The second clear requirement follows from the first. Although "artists" must be required to "perform" on the sites that are saving their sales as never before, no one or group of star performers or stand-in hosts will be able to do enough to sustain the flow of non-repeatable events necessary to make an experience that cannot be missed. The audience must be made to perform for itself. Beyond the crude "interactivity" of forum discussion threads, this means the entertainment industry has to discover ways to retain control while surrendering control of the multimedia spotlight, of its network, of the very product image, to unpredictable fans, some talented, some not, who will emerge time and again, suddenly and randomly from the ticketed audience...with the technology already at their disposal to put on quite a show of their own. This challenge of making an increasingly sophisticated audience perform for itself, without losing overall control (or profit) is not, at root, technological. The technology will take care of itself. Rather this challenge requires re-conceiving the very nature and dynamic relationship of performer and audience in mass media entertainment, and it is no doubt the greatest task that lies ahead.

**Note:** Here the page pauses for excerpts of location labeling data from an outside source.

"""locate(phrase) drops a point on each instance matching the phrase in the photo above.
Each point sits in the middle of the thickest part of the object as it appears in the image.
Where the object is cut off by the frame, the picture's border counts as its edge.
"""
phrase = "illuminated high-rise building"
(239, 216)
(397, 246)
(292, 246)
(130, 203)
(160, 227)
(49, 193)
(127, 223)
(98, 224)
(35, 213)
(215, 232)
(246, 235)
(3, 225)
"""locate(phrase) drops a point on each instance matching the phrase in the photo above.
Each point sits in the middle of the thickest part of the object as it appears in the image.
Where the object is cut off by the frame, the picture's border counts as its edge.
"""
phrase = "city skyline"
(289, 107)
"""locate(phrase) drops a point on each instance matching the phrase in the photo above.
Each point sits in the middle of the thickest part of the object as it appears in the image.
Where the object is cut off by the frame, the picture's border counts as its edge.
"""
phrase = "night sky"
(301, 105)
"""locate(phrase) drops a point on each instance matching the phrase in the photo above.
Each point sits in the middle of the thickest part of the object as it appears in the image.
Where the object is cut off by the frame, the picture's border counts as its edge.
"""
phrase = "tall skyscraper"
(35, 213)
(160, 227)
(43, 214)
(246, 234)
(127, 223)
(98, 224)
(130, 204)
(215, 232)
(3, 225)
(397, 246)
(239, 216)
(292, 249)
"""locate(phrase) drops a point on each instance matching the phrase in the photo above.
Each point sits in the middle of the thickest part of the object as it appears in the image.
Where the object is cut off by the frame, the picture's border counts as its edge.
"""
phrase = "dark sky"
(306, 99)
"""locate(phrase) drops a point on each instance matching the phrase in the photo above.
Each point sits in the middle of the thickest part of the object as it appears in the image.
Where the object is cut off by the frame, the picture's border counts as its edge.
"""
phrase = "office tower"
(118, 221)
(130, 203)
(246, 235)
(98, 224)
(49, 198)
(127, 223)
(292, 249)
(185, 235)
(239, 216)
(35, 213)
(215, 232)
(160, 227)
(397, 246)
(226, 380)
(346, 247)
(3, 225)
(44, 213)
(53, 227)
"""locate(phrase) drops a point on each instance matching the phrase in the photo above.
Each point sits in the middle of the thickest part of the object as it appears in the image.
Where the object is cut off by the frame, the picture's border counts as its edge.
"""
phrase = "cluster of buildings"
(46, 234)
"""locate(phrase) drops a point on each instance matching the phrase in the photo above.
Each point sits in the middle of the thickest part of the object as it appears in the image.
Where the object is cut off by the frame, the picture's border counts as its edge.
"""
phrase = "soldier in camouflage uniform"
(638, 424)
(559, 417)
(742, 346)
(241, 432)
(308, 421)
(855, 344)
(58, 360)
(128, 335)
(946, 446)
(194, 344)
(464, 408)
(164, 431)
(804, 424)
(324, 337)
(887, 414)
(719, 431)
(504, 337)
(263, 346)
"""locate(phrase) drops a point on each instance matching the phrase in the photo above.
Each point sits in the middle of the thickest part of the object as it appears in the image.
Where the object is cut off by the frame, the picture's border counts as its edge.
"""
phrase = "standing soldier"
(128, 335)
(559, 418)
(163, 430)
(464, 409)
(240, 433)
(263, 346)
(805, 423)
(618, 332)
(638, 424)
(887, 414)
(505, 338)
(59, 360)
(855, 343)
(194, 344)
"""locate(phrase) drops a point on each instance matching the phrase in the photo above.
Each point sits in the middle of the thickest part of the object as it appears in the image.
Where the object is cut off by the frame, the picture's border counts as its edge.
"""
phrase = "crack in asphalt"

The large marketing and cultural problem is that the entertainment industry, the music industry in particular, has done little to prepare for this moment, having spent the last twenty years, at least, systematically reducing any potential community of artistic or other interest between performers and audiences to a cold cash connection in which the ever-flattered, anxious whims of the "individual consumer" (read, "prepubescent" and "adolescent") are all passes for principle. Perhaps the truest sign of these times and undoubtedly one of the most uproariously funny was the spectacle of Metalica's drummer testifying before, of all people, ultra-conservative Senator Orin Hatch during the recent Napster/MP3 hearings. To hear Metalica whine about theft and disrespect of their "intellectual property" is just too much, considering the entirely derivative (read, "stolen") nature of their sound and their long lyrical career of stirring up and catering to adolescent contempt for everything and anything other than the most screamingly selfish urges. It's just shocking that their global fans are stampeding to rob them blind.

Most current industry attempts to meet the challenge head on in non-legal fashion are similarly uncomprehending. Typical is a Sonymusic funded project, Uville.com. Though rightly pursing interactivity, the site, in concept and in detail, still deliberately panders to the same adolescent self-first anxieties that have been the stock and trade of such bands as Metalica: "Uville is music your way. Designed to adapt to your unique music preferences and lifestyles." The whole industry, it seems, just can't get it. Faced with catastrophe, the sales pitch is still stuck in the same old groove, as old as the vinyl metaphor itself. So long as the industry continues to seek profits in promoting a kid culture of U-U-U, Me-Me-Me, the answer to the question "How do U want your music?" can never be other than "Napster! And FREE, FREE, FREE!"